O desastre iraquiano
Embora tenha estado, desde o início, contra a intervenção norte-americana no Iraque, a situação actual, que Vasco Pulido Valente descreve aqui, supera as minhas piores expectativas. Explico-me: que uma das motivações do ataque fosse económica – o domínio de importantes campos petrolíferos – não invalidava automaticamente os argumentos anunciados pela administração Bush. Esta perspectiva resulta de uma posição de princípio. Mesmo que me provassem que a entrada dos Estados Unidos na II Grande Guerra foi determinada por razões económicas, eu continuaria a achar que tinham sido atingidos outros objectivos pelos quais valia a pena lutar: o derrube do nazismo com o encerramento de campos de concentração e o fim de políticas de extermínio; a salvaguarda da democracia representativa na Europa Ocidental.

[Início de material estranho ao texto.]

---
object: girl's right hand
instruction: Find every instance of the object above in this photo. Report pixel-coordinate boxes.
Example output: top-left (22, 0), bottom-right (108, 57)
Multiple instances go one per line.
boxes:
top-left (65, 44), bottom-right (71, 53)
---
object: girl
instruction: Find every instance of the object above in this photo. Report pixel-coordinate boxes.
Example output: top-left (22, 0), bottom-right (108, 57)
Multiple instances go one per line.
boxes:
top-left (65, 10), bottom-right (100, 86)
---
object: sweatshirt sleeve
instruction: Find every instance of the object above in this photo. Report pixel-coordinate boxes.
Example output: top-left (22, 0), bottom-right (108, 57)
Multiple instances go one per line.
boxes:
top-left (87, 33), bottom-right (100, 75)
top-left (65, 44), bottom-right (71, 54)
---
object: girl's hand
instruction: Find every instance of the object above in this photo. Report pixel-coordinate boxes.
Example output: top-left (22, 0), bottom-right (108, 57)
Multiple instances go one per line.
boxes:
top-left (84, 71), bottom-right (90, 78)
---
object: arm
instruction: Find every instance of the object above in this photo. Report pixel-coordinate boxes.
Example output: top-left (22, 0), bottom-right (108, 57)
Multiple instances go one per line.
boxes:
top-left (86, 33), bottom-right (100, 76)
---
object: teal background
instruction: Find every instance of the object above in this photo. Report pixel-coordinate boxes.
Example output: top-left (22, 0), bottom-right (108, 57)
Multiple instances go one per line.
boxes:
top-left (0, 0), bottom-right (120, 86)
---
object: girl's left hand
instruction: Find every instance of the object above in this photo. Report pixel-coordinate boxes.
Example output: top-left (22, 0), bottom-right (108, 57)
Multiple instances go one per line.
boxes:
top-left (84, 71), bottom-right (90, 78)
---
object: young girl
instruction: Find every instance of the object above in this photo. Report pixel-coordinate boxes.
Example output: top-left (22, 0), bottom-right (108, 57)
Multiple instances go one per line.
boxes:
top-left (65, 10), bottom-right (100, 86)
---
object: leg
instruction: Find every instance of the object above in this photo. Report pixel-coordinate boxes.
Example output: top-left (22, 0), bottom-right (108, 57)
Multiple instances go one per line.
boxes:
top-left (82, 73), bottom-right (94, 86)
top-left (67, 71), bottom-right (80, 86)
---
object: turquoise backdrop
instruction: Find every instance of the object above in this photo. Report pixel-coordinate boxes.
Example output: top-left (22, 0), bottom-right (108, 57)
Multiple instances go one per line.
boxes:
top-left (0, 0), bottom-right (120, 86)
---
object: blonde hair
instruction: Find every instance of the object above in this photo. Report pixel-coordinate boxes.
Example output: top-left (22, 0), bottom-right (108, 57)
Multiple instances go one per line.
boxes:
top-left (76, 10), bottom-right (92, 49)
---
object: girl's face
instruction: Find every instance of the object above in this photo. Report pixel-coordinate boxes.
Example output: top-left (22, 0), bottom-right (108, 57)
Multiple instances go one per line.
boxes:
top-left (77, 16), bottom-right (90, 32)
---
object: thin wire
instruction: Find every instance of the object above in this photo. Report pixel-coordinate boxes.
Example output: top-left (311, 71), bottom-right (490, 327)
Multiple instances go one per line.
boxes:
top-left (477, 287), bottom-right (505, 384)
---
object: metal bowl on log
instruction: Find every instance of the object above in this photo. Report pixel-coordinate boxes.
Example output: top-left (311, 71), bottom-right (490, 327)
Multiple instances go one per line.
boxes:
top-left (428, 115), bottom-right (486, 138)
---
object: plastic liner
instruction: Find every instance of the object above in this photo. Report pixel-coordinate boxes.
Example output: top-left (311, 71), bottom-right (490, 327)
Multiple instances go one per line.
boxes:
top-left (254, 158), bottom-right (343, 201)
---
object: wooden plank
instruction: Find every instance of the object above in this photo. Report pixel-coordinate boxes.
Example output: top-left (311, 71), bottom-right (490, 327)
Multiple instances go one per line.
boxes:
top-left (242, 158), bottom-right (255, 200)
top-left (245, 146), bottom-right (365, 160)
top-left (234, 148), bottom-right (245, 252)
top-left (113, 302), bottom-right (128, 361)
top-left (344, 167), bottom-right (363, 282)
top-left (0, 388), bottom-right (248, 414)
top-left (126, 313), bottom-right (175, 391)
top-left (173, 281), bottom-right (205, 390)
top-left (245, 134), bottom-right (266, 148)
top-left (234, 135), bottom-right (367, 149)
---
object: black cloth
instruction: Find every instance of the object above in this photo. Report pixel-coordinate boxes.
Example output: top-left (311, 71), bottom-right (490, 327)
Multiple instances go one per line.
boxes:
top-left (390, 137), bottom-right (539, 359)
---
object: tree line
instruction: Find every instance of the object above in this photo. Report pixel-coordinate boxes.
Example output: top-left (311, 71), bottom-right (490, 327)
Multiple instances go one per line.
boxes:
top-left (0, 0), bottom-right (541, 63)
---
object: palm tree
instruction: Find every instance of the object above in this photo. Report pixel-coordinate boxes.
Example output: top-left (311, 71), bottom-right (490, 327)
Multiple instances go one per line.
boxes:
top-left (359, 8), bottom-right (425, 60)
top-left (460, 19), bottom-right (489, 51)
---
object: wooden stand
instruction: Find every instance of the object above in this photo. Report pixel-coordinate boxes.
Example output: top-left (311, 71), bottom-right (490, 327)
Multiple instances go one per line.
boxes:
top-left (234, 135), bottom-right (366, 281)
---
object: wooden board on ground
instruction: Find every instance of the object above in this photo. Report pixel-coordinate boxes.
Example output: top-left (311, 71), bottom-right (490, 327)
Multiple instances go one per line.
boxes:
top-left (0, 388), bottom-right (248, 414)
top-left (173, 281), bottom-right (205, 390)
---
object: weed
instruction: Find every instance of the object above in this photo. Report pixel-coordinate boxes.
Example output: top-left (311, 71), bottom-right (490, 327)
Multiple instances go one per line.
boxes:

A invasão do Iraque, além de ter sido motivada pelo controlo de fontes de petróleo, foi justificada com três argumentos que mereciam ser analisados em si mesmos: (1) a destruição de armas de destruição maciça que Saddam Hussein mantinha escondidas com as piores intenções; (2) o derrube de um ditador que recorria a métodos de tortura; (3) o desencadeamento de um «dominó democrático» que traria paz ao Médio Oriente. O primeiro argumento era fraco, pois, mesmo que Saddam Hussein tivesse as armas de destruição maciça, nada provava que as tencionava usar contra qualquer outro país e muito menos contra os Estados Unidos e os seus aliados. Provou-se que Saddam não possuía quaisquer armas de destruição maciça.
O segundo argumento cheirava a hipocrisia, pois os Estados Unidos apoiaram ou apoiam outras ditaduras que não se distinguem na defesa dos direitos humanos. O cheiro tornou-se sufocante quando as imagens de tortura nas prisões de Abu Ghraib circularam pelo mundo e após as violências dos militares britânicos. A pretensa lição de superioridade moral do Ocidente tornou-se arma de arremesso de fundamentalistas islâmicos. Segundo declarações atribuídas a Osama Bin Laden, as forças norte-americanas e iraquianas usam agora as mesmas tácticas «bárbaras» de Saddam Hussein.
Quanto ao dominó «democrático», não só não se verificou, como os fundamentalistas islâmicos foram eleitos nas democracias rudimentares do Médio Oriente: o Hamas na Autoridade Palestiniana e Ahmadinejad no Irão.
A violência desencadeada após a destruição da mesquita de Samarra lança uma nova luz sobre o descalabro iraquiano. Estamos perante um desastre, não só face às justificações da intervenção militar norte-americana, mas perante a própria «aquisição civilizacional» do regime de Saddam Hussein: um Estado laico que garantia a ordem pública e a paz religiosa.